Bug 251610

Summary: rc.d/zpool runs before ada(4) attaches
Product: Base System Reporter: Harald Schmalzbauer <bugzilla.freebsd>
Component: binAssignee: freebsd-rc (Nobody) <rc>
Status: Open ---    
Severity: Affects Some People CC: fs, hf
Priority: --- Keywords: needs-qa
Version: 13.0-STABLE   
Hardware: Any   
OS: Any   
URL: https://github.com/freebsd/freebsd-src/blob/main/libexec/rc/rc.d/dumpon
Attachments:
Description Flags
extend rc.d/dumpon to check and delay for cam(4) probing
none
extend rc.d/dumpon to check and delay for cam(4) probing
none
Boot log excerpt none

Description Harald Schmalzbauer 2020-12-05 17:41:18 UTC
Created attachment 220284 [details]
extend rc.d/dumpon to check and delay for cam(4) probing

On systems with root from memory filesystem, and probably also true for nvd(4) backed root systems, rc.d/zpool doesn't work, because at the time it runs, cam(4) is still in state (aprobe) for attached SSDs (850pro in my test case).
I can imagine much slower disks attaching, leading to similar problems for the not so rare cases where root mounts not from md(4).

This affects dumpon and swapon too, which might have even higher impact than zpool!

The attached diff checks the output of camcontrol(8), which is in /sbin on rootfs, without utilizing anything from /usr filesystem.

The overhead should be neglectable on systems not affected, which unconditionally run the check, but it's not expensive considering it's only run once at startup.
Comment 1 Harald Schmalzbauer 2021-02-15 21:21:22 UTC
Created attachment 222477 [details]
extend rc.d/dumpon to check and delay for cam(4) probing

Accidentally found this unresolved PR and noticed, that the patch is outdated.
Here's what enables me to use OpenZFS in production.
Comment 2 Hauke Fath 2021-12-22 10:03:17 UTC
Created attachment 230308 [details]
Boot log excerpt
Comment 3 Hauke Fath 2021-12-22 10:18:32 UTC
Came here to say this.

In the process of setting up a fileserver, I noticed that a 10 TB pool replicated from the old omniosce machine wouldn't mount during boot, while it had no problem when imported manually.

My observations and comments:

The (rather misleading) error message from /etc/rc.d/zpool is frequently interspersed with kernel autoconfiguration messages (see attachment).
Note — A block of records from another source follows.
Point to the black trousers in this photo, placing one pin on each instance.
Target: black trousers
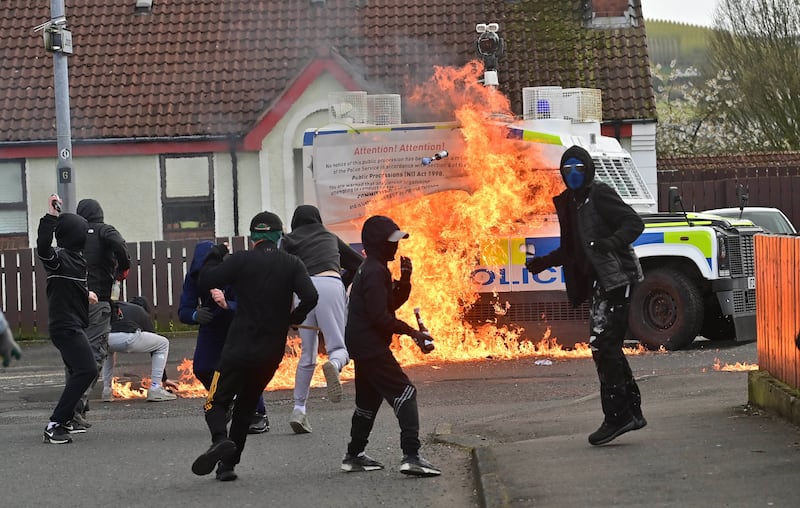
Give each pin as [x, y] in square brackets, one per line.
[377, 379]
[81, 370]
[244, 383]
[619, 393]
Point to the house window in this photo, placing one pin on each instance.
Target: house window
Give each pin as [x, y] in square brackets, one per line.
[13, 208]
[609, 13]
[187, 200]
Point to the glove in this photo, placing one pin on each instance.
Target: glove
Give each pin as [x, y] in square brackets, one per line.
[54, 205]
[602, 245]
[9, 348]
[220, 250]
[202, 316]
[536, 264]
[424, 341]
[405, 269]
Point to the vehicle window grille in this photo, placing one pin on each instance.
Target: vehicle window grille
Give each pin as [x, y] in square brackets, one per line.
[744, 301]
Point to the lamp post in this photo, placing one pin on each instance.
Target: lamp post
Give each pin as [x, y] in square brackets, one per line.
[58, 40]
[490, 47]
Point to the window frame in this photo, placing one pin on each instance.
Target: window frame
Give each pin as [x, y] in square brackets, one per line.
[169, 204]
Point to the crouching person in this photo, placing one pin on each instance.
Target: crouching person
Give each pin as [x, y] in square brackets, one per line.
[133, 331]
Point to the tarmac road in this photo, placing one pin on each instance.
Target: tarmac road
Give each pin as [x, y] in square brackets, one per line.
[505, 433]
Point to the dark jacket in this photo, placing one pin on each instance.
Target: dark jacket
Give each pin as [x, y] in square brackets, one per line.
[105, 251]
[211, 336]
[374, 298]
[319, 249]
[67, 293]
[129, 317]
[264, 280]
[601, 215]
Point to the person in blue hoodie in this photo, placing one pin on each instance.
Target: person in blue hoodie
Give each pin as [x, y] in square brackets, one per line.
[213, 311]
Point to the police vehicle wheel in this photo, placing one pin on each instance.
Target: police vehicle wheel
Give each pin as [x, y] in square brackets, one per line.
[666, 310]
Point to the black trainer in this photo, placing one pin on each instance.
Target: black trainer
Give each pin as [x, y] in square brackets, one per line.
[221, 450]
[417, 466]
[258, 424]
[360, 462]
[225, 472]
[56, 435]
[74, 427]
[609, 432]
This made it harder than necessary to figure out what was going wrong, together with my disbelief that something so string-and-ducttape-y should be shipped in a release.

Why does the kernel boot multi-user before it's done with autoconfiguration? And if parallelizing operations is the idea, why isn't there a barrier in place for things as vital as disk operations?

Et c'est pas fini: Downstream, mountd is utterly confused about a list of mounts in /etc/zfs/exports that don't exist ("mountd[7977]: bad exports list line 'redacted': symbolic link in export path or statfs failed"). Why is this information persisted, instead of being created during the zpool import under /var/run - or not, if the pool isn't found?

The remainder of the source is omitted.